For nursing ethics, a renewed attention to religion could mean opening an entire universe of discourse that is as rich and diverse as humanity itself—and from which nursing has largely excluded itself. Religious traditions have much to teach us about how ethical matters are lived out individually and communally in the day-to-day, not necessarily by the application of elegant ethical decision-making frameworks or studied ethical principles, but by reliance on virtues, sacred teachings, and communitarian mores. Examples from religions such as Judaism and Engaged Buddhism can teach us how to apply social justice at once at individual and social levels for human flourishing. Were nursing to open itself to the reflection and wisdom on the human condition, responsibility, and community offered by religious traditions, it would find itself able to think in new and more capacious ways about its identity, theory, practice, and ethics.

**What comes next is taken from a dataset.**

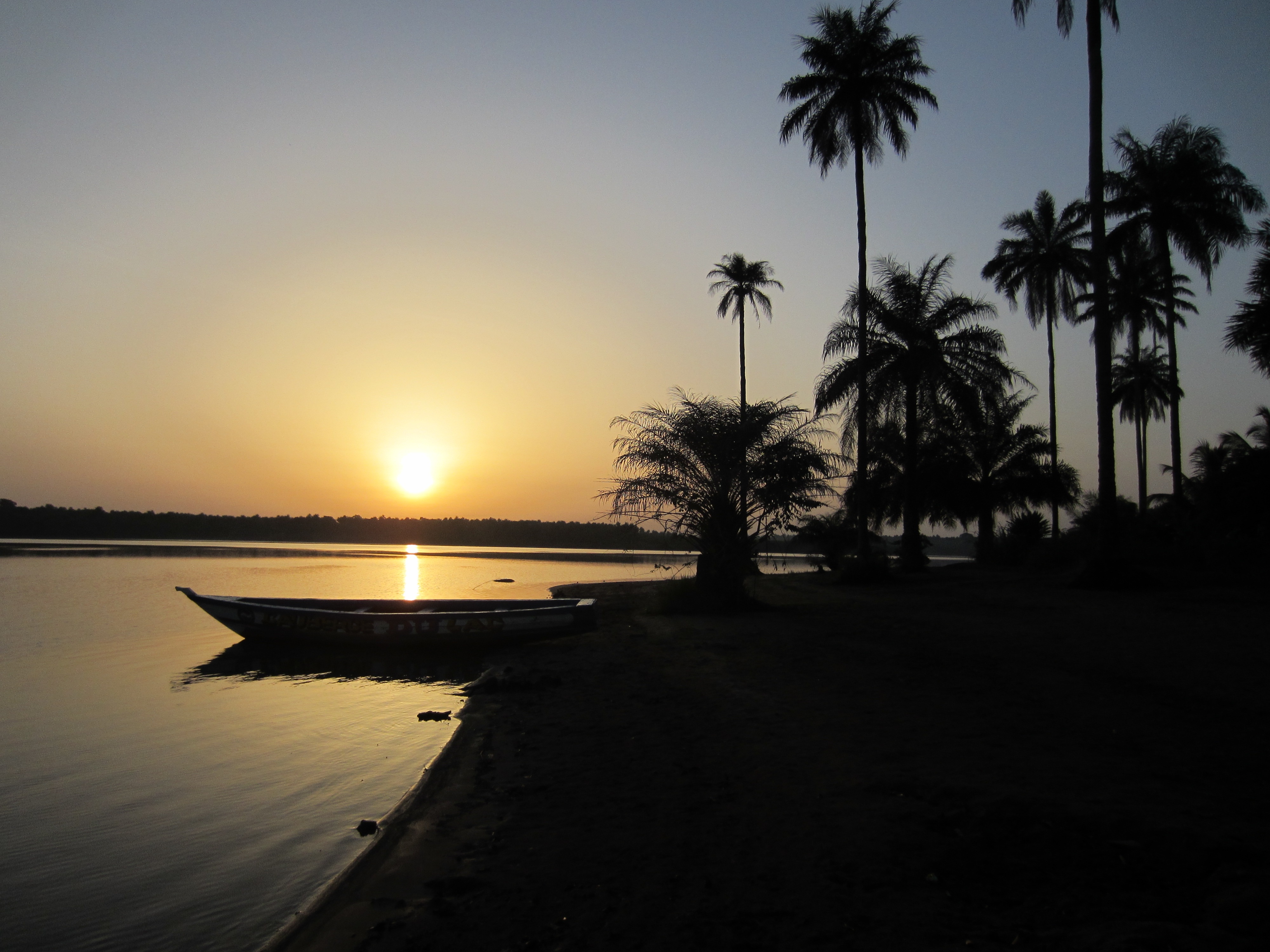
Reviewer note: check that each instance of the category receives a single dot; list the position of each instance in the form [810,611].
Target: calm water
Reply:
[163,785]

LIVED RELIGION, LIVED ETHICS

Finally, traditional ethics, particularly bioethics, has increasingly been critiqued as “armchair” ethics, debating formal systems of theory (such as the merits of deontological and utilitarian approaches) and prescribing principled solutions and decision-making algorithms for those ethical quandaries that stand out as extraordinary. In contrast, the recent move to “lived ethics” puts forward not a system of formal theory, but rather an approach to ethics that attends to moral assumptions and ideals that shape how individuals and groups live their lives. Lived ethics resonates for nurses who understand the mutual shaping of ideas and real life, where all of one’s professional practice becomes an ethical way of being. Religions too must be understood as lived, not as codified, discrete systems of beliefs and practices. As amply illustrated in this volume, individuals take up religious affiliation, practices, and beliefs in various ways. Other social classifications and phenomena intersect with religion, so that the study of religion in isolation from other social considerations risks reification, conflation, and/or essentialisms. Recurrent in the preparation of this volume is the challenge of teasing out and articulating ethical systems of thought from everyday lived religion. Religious ethics, in particular, are lived in the everyday as an integrative way of life, as individuals and communities take direction from various sources of moral authority that may simultaneously emphasize virtuous living and communal responsibilities for all members of society. Religious ethics—whether indigenous, emergent, Hindu, Jewish, or Sikh—for this reason alone, serves as a remarkable resource for nurses, for it represents a completely different integrative approach to ethics than the bioethical models that dominate Western health care. Too often, nurses align with a particular school of ethics, such as feminist ethics, relational ethics, virtue ethics, contextual ethics, Kantian ethics, or principle based ethics, all of which have their strengths, but which alone do not provide sufficient resource for the complexity of moral practice in today’s diverse societies. Religious ethics, with injunctions for everyday life embedded in strong social networks, can offer many lessons for nursing ethics on the everyday mutual shaping of ideas and practice.